Negli anni mi è capitato soprattutto di pormi il problema se certi eventi ecclesiali o sociali cittadini potessero avere una applicazione per l’Azione Cattolica diocesana, perché era quella l’organizzazione del cui gruppo dirigente facevo parte; ridotto quell’impegno è chiaro che ultimamente quando capitano dei fatti penso più alle organizzazioni culturali o del privato sociale, pensando ai Fabbricastorie, o a quelle a movente ideale prevalente, pensando a Banca Etica. Un po’ le due cose, ovviamente, si sovrappongono e in fondo quello che vale per questi due continua a valere per le organizzazioni ecclesiali, che quindi vengono terze come campo di applicazione possibile, e poi naturalmente ci sono le organizzazioni politiche e sociali delle quali faccio parte come socio di base o semplice sostenitore o donatore o alle quali sono affezionato, che sono comunque un buon numero e molte delle quali rientrano in più di una delle tre categorie citate.
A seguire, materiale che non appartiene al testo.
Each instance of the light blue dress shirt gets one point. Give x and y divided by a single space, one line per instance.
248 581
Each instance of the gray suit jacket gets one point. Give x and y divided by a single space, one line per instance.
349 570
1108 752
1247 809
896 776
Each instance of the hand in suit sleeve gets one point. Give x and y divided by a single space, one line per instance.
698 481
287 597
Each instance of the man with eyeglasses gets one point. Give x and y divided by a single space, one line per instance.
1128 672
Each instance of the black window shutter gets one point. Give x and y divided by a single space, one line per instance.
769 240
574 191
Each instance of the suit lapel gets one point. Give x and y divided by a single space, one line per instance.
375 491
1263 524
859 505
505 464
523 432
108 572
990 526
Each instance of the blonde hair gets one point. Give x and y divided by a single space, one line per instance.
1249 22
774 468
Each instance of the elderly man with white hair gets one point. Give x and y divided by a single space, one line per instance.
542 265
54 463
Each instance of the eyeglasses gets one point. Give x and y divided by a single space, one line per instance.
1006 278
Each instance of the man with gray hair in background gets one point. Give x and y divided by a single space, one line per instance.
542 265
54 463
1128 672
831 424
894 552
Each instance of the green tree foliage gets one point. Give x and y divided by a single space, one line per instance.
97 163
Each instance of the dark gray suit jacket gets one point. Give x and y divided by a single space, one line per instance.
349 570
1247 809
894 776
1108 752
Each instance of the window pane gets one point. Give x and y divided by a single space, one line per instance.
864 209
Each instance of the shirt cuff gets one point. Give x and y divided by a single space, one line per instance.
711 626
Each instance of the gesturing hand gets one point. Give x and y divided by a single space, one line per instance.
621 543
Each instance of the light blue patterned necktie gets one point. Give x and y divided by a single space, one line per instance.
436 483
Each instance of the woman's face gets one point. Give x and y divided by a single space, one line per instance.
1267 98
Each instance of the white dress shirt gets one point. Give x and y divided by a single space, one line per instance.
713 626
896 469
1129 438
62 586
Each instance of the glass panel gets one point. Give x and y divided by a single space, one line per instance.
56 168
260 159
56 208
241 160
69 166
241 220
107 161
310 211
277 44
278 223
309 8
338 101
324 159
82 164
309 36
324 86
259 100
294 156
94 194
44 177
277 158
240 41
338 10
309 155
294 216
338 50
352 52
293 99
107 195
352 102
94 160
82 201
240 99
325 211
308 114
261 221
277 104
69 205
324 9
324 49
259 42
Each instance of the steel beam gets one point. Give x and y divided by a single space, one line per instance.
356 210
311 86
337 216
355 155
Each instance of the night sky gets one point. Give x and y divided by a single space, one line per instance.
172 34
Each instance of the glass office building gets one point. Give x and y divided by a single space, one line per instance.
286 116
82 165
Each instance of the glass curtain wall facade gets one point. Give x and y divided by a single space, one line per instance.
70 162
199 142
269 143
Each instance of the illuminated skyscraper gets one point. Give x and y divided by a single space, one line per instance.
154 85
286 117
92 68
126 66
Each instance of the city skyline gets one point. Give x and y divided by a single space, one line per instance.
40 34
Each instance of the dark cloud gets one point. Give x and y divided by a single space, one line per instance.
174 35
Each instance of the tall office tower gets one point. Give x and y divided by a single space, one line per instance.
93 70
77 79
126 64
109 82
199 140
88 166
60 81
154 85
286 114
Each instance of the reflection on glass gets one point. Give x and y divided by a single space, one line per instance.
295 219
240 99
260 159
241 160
Tutto questo lungo discorso per dire che trovo il caso dell’Oxfam interessante – e allarmante – per questo mio strano e multiforme mondo di riferimento, così come recentemente mi era sembrato che lo fosse la scissione del PD: là veniva chiamato in causa il rapporto fra base e gruppo dirigente, o fra brand e seguaci/clienti, qui emerge un’altra questione cruciale, che è la gestione della reputazione da una parte e del fallimento dall’altra, e a fianco a questo la gestione della vulnerabilità – prima ancora, la coscienza del proprio essere vulnerabili – per le organizzazioni e le imprese. Non approfondisco perché, come ho detto, ho deciso che dire di più vuol dire pontificare, ma volevo comunque segnalare la pista di riflessione a chi può essere interessato – ed è sopravvissuto fin qua. Del resto, dal video che ho condiviso la settimana scorsa nel primo articolo sull’argomento e da quello che ho scritto a suo tempo sul PD, credo si capisca come la penso!

P.S. Facendo le mie ricerche per questo articolo ho trovato un elenco di undici documentari sul golpe del ’73: lo segnalo per chi vuole approfondire e per chi ama il cinema.